Say what you will about New Jersey: beauty abounds.
It has taken me nearly three years to see it, but now that I have eyes, I see it everywhere. Part of it, of course, is the seduction of an east coast autumn, that mythical season I grew up learning about from my mother, a California girl who spent four falls staring up at the treetops, wide-eyed, as she walked to and from classes at Vassar (followed by four winters blow-drying her waist-length hair so it wouldn’t freeze whenever she stepped outside).
New Jersey, of course, is not New York. New Jersey, in fact, is the very opposite of New York, as any New Yorker will be the first to tell you.
Still, whenever fall descends each year, it graces New Jersey with a rare and unexpected glamor that manages to surprise me every time. The leaves on the trees transform so rapidly, fierce and brazen in their new and changing colors, that, for a brief time each year, it looks as if the world this side of the Hudson will burst into flame at any moment.
The days take on an oddly apocalyptic feel and, as if in response, my heart takes on a new and sudden greed.
I want the autumnal world to stay like this forever, eternally suspended in its state of ever-changing-ness. I want the dying leaves to change colors perpetually, taking on ever more spectacular slants of light, keener and more vibrant hues. I want to feast on the sight of the natural world as if it were a performance meant for me and me alone, as if I myself have willed it into being simply by witnessing it.
I want permanence and possibility both; I want things, impossibly, to stay the same and never stay the same again.
This is the state of my own deeply conflicted heart. I want, I suppose, time itself, that most obvious and cliché hunger of the human heart. I try to quiet it on my daily commute, the solitude of the drive and the transient beauty of the fall lulling me into a rare state of contentment that dissipates the moment I park the car and open the door, set my foot on solid ground again.
Sometimes, on the long drive home from work each day, I find myself staring dumbly out the car window, marveling at the changing colors of the leaves, the muted light of lowering autumnal skies. It is dangerous, this dual vocation of leaf-peeping and commuting, but I cannot help it. (At least if I die in some horrific traffic accident on the back roads of New Jersey, I’ll have died distracted by beauty and not, say, my cellphone.)
Other drivers honk at me occasionally, or tailgate me until they see I will not be moved, then speed angrily around me. I don’t mind. I give them a friendly, unapologetic wave in the rearview mirror. I am an unabashedly west-coast driver.
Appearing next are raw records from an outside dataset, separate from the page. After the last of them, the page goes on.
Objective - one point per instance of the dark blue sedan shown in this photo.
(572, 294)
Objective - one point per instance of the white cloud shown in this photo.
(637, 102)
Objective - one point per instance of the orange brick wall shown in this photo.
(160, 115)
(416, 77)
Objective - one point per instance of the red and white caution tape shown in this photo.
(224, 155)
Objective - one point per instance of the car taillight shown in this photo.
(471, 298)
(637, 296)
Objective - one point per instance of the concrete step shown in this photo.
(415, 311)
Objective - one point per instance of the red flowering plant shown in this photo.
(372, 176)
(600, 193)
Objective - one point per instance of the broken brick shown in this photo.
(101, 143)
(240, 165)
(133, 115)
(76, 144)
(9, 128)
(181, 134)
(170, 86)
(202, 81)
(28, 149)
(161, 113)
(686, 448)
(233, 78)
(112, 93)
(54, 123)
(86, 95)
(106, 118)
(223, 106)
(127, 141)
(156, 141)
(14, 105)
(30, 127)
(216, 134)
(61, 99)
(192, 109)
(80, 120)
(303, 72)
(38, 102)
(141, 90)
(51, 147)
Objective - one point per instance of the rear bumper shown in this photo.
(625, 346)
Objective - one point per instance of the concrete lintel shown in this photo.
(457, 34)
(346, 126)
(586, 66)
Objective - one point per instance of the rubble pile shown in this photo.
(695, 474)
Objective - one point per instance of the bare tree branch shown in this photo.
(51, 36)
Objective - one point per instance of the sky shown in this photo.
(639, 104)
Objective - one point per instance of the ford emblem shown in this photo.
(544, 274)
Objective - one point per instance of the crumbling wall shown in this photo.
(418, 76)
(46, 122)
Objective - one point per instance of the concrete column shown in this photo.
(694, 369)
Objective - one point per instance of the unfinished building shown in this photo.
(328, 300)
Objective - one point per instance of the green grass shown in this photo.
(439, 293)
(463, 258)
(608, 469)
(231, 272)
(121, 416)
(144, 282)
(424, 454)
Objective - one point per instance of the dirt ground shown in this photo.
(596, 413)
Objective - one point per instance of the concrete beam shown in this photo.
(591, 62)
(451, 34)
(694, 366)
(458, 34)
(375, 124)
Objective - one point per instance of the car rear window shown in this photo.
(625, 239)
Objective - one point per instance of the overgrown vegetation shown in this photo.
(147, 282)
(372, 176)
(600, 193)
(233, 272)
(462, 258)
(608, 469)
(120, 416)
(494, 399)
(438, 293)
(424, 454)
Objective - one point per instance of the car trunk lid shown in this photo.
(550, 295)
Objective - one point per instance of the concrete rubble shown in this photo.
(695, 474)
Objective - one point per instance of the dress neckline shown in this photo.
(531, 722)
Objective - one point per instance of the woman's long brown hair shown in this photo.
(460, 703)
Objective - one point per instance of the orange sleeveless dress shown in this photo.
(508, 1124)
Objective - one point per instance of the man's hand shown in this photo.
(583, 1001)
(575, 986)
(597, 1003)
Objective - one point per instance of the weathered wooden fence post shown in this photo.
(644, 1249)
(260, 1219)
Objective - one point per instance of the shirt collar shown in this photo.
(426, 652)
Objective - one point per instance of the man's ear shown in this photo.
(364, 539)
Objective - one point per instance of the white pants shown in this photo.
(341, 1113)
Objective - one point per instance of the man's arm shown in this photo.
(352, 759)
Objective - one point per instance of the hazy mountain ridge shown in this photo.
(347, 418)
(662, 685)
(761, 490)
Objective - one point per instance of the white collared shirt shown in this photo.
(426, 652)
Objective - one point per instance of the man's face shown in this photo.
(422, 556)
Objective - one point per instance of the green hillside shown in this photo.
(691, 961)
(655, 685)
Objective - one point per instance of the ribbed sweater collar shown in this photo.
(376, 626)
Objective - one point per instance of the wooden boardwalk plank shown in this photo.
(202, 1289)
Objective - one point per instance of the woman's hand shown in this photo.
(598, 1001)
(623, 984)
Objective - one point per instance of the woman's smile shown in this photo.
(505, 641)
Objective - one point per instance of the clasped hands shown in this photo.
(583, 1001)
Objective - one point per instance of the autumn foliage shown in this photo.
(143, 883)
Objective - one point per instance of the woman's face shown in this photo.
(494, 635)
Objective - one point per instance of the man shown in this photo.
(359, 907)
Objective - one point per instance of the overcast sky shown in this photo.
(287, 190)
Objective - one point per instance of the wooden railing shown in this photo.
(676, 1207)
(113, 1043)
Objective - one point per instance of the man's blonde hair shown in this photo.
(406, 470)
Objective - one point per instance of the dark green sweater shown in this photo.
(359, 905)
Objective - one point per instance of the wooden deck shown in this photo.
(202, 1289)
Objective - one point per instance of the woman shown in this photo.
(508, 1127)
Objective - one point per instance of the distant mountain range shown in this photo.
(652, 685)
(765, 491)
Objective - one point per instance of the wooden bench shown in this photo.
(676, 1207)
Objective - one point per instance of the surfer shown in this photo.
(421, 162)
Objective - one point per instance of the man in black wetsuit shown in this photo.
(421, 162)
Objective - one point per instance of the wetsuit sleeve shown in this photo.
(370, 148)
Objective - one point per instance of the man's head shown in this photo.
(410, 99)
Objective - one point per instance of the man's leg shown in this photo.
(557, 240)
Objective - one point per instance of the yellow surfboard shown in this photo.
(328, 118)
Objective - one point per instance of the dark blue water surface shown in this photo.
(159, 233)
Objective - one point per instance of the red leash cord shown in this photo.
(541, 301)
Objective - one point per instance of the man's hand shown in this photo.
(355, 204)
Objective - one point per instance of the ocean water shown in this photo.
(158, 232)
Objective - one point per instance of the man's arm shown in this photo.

Even on the Turnpike, that infamous stretch of road uniting city-dwellers and suburbanites alike as we trudge along on our daily commutes, I feel a naïve and irrational love for my fellow drivers, all of us joined as one in our lonely, slow-moving sedans or SUVs, listening to the floating voices of beloved audiobook narrators and NPR commentators, the glow of our brake lights igniting one after the other like so many altar candles, our curses and complaints rising to the heavens with each tap of the foot, as if driving were its own prayer and not just the desperate thing we do to get from one place to another.
But at last, three years into this little life of mine here in New Jersey, I have vision: I am finally wide-eyed and greedy for the blazing world around me.